Костя по-прежнему часто навещал отца жены, привозя хорошие продукты, которые доставал по каким-то своим каналам, и иногда оставался на обед.
— Ну что же, сейчас вы неплохо выглядите для соломенного вдовца, — заметил как-то зять в своей обычной манере. Однако Андрей Петрович к ней давно привык и не обиделся.
— Видишь ли, Константин, — задумчиво сказал он, разливая чай, — С годами осознаешь все преимущества того, чтобы жить одному. Я же всегда был при ком-то, да и не принято у корейцев автономное существование, а уж тем более для стариков.
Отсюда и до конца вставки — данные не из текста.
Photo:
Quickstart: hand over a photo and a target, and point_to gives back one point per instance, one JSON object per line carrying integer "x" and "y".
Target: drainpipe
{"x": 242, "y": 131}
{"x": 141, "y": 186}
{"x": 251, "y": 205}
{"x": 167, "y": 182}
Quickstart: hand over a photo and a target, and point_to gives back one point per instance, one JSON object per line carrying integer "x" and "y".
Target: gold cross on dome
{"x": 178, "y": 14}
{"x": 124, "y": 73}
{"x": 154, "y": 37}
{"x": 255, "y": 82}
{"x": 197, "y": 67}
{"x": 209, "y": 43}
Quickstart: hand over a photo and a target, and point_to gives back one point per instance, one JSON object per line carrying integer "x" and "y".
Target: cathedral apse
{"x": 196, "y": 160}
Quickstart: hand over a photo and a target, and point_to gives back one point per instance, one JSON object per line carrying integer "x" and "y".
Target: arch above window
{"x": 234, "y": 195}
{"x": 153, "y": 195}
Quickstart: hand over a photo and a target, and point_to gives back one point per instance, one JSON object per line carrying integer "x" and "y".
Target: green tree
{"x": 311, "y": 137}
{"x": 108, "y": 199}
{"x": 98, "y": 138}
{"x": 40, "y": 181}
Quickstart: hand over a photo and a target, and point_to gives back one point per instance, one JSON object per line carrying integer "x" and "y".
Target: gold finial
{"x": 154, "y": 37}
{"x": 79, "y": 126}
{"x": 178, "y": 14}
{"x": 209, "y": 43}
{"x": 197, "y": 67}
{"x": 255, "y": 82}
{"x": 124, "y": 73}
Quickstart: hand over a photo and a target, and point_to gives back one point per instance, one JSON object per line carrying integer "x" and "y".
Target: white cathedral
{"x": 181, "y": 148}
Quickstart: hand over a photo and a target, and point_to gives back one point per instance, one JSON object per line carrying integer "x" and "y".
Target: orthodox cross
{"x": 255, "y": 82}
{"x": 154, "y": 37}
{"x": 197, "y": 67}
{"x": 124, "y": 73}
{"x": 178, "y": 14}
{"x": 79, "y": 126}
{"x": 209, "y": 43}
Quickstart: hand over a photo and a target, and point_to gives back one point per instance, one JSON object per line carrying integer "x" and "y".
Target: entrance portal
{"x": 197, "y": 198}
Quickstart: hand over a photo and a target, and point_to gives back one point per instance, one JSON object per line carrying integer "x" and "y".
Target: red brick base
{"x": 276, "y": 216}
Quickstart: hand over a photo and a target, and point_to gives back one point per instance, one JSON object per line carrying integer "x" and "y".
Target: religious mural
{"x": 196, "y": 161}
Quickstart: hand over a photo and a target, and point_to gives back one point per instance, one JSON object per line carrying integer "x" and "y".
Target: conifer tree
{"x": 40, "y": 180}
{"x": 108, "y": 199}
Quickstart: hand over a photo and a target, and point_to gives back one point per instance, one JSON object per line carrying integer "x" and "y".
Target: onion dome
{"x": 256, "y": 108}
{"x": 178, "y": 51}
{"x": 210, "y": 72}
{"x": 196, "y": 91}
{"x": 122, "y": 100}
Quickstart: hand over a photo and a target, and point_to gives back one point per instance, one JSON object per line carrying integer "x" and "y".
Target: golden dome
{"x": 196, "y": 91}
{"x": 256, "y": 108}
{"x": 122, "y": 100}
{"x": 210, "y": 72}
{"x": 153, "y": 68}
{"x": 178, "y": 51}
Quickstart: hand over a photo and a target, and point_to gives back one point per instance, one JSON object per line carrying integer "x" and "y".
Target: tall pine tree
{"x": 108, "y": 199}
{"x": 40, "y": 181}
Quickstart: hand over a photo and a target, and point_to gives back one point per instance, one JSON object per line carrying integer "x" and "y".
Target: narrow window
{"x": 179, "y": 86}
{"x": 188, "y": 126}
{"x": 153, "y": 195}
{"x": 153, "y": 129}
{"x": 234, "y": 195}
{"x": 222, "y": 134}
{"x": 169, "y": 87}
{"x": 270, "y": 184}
Когда-нибудь, возможно, ты меня поймешь.
— Да я вас прекрасно понимаю, Андрей Петрович, — ответил Костя с улыбкой, — Я же всегда был испорченным корейцем. И кроме того, сейчас я тоже именно так живу, и представьте, нормально себя чувствую.
Андрей Петрович вопросительно посмотрел на зятя и тот добавил:
— Давайте откровенно: вы были бы рады, если бы я захотел помириться с Нери только потому, что мне тошно в одиночестве или я не в состоянии постирать носки с рубашками? Наверное, нет. Вот я и хочу, чтобы вы знали, что мне не тошно.
— Дай-то бог, Костик, — кивнул тесть, — Но тебе рано думать о таких вещах, в молодости нужна семья. А со старческими проблемами куда легче сживаться, когда знаешь, что ты никому не в тягость, да и самому не надо заботиться о том, как угодить другим. А как я раньше жил? Сначала с родителями, потом рано женился и жену опять-таки привел в их дом. Куда еще-то? Не к ее же семье, хотя людьми они были славными, и моя национальность их нисколько не смущала. А вот Наде с моей родней пришлось туго…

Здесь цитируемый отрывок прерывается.